Monday, February 28, 2011

Clients Will Come First!

"I don't understand why it took that agent so long to get back to me on my submission," I heard a writer complain one day at the National RWA conference. Clearly, this person, as well as many other authors, are missing out on some key information about the business. They simply don't understand where their unpublished story falls on the hierarchy of things.

One thing to remember is that the agents (and editors too) are seriously trying to get to those stories. None of us like to see piles of submissions in our offices, or pages of email submissions just taunting us everytime we log into the computer. But, you have to remember that you are still not our client, and, for that reason, you will take the second place to our current writers.

When it comes down to it, the current clients' stories will always be at the top of our reading list. This can become daunting at times if you have writers that are all sending in projects that need edits at the same time. In fact, at the time I am writing this, I have 5 full projects from current writers that need attention.

Even then, the clients all know that their work will get shuffled around a bit. If a deadline for one project is changed, I don't care if I am currently working with one client, it will get put down for the moment so we can deal with the other situation.

The point of this is simply to remind you that in this business, there will be delays. We will get to your work when we get to it. In the meantime, keep writing and move on to a new project.

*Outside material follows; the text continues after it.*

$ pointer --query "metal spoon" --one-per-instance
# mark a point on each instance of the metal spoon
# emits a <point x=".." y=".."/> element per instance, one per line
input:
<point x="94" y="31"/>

  1. I have to give props to you agents. I've seen a few pics of piles of folders an agent has to slog though and you guys are workers! Wow, kudos for doing that every day and not going crazy. (And keeping up blogs and twitter at the same time.)

  2. I made this exact point to a person on a public email loop who was trashing a certain editor for postponing her friend's submission. I understand the frustration since we have all been there, and I can appreciate her well-meaning loyalty to a friend. However, facts are facts. Plus it is never wise to say negative things about people who you may later want to pitch to! Sadly she did not take my kind admonishment very well. She'll learn!

  3. That's why I try to give an agent two months before I start wondering. We're all busy. With a day job, a family, and agent hunt, I have to remind myself that there needs to be time for writing.

    Also, after reading Sharon's post, too bad for your friend. Agent-bashing is a big faux pas. Speaking from the point of view of someone who deals with people on a daily basis, bashing doesn't get you anywhere fast. It's smears your own name, and it's unprofessional.